Catholicism Quotes in The Protestant Ethic and the Spirit of Capitalism
Business leaders and owners of capital, as well as the skilled higher strata of the labor force, and especially the higher technical or commercially trained staff of modern enterprises tend to be predominantly Protestant.
“The Catholic…is more calm; his acquisitive drive is lower, he places more value on a life which is as secure as possible, even if this should be on a smaller income, than on a perilous, exciting life, which could bring honor and riches.”
A way of thinking like that of Benjamin Franklin was applauded by an entire nation. But in ancient medieval times it would have been denounced as an expression of the most filthy avarice and of an absolutely contemptible attitude.
The monastic style of life is now not only completely worthless as a means of justification before God (that much is self-evident), [Luther] also sees it as a manifestation unloving egoism and an abdication from secular duties. In contrast, labor in a secular calling appears as the outward expression of Christian charity.
This doctrine [of predestination], with all the pathos of its inhumanity, had one principal consequence for the mood of a generation which yielded to its magnificent logic: it engendered, for each individual, a feeling of tremendous inner loneliness.
The consequence of this systematization of the ethical conduct of life, which was enforced by Calvinism (unlike Lutheranism), is the permeation of the whole of existence by Christianity.
This ascetic style of life, however, as we have seen, meant a rational shaping of one’s whole existence in obedience to God’s will.
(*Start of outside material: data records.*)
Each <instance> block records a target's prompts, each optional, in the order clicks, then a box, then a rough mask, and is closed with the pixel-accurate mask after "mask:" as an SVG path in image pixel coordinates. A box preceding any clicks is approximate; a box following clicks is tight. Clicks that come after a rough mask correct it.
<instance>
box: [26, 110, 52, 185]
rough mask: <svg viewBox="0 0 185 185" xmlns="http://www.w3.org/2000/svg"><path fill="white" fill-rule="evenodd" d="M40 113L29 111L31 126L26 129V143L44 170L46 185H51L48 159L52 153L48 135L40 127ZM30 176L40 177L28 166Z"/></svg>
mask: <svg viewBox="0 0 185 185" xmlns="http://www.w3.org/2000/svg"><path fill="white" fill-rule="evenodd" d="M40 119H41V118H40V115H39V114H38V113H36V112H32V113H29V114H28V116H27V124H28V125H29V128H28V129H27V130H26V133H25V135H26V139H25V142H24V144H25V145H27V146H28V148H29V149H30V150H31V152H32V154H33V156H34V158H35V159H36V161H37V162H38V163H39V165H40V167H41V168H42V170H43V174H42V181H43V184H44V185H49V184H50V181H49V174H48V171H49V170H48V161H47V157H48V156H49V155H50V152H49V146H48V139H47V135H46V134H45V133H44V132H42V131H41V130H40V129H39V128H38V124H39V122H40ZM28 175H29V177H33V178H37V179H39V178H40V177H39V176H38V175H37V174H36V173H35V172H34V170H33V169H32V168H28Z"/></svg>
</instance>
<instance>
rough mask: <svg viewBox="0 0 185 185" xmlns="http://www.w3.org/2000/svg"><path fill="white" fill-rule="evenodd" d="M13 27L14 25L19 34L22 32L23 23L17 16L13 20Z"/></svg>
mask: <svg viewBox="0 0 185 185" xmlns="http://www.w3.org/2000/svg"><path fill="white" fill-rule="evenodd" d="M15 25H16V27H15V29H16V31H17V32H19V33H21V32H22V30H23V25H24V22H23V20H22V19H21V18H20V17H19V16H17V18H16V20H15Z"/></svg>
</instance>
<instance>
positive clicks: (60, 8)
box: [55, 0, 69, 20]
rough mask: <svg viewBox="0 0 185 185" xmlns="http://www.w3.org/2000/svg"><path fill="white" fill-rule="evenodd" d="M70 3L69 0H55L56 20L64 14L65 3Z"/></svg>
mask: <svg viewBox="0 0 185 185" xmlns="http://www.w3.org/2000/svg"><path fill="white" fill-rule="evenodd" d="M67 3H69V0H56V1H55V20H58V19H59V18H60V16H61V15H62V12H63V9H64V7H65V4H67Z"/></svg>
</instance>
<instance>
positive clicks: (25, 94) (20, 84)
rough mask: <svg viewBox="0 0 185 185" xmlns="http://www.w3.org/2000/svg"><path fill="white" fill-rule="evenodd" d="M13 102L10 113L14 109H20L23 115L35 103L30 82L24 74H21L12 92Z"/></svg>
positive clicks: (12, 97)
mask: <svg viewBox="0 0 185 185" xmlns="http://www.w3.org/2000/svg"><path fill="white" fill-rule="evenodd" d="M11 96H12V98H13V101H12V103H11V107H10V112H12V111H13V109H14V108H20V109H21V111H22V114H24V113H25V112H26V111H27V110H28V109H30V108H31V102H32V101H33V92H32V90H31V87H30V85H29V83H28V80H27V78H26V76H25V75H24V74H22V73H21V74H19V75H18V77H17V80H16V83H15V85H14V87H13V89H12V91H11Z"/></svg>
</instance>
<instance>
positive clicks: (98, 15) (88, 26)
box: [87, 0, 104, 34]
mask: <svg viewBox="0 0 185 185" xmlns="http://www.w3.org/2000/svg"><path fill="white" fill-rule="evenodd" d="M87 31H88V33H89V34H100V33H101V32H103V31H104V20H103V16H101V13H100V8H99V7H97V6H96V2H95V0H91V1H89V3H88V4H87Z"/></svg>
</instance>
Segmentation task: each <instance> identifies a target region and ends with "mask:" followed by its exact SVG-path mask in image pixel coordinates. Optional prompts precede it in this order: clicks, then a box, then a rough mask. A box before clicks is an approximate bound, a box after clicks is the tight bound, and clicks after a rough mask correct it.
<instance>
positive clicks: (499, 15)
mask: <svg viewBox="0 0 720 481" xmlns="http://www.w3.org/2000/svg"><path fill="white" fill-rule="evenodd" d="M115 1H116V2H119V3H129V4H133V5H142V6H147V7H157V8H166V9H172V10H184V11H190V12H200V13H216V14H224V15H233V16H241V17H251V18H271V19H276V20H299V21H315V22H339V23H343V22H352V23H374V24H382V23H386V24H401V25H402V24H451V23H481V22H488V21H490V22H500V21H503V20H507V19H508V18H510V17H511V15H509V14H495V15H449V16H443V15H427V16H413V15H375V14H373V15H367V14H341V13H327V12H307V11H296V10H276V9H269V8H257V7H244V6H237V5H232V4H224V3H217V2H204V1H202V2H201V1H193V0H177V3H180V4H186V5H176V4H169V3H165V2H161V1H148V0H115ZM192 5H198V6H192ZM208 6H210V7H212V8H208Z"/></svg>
And this asceticism was no longer [merely good], but could be expected of everyone wanting to be sure of salvation. This rationalization of the conduct of life in the world with a view to the beyond is the idea of calling characteristic of ascetic Protestantism.
Now [asceticism] would enter the market place of life, slamming the doors on the monastery behind it, and set about permeating precisely this secular everyday life with its methodical approach, turning it toward a rational life in the world, but neither of this world nor for it.
To want to be poor, it was often argued, was the same as wanting to be ill; it was to be condemned as seeking justification [salvation] by works, detrimental to the glory of God. Most of all, begging by one who is capable of work is not only sinful sloth, but is also […] contrary to charity.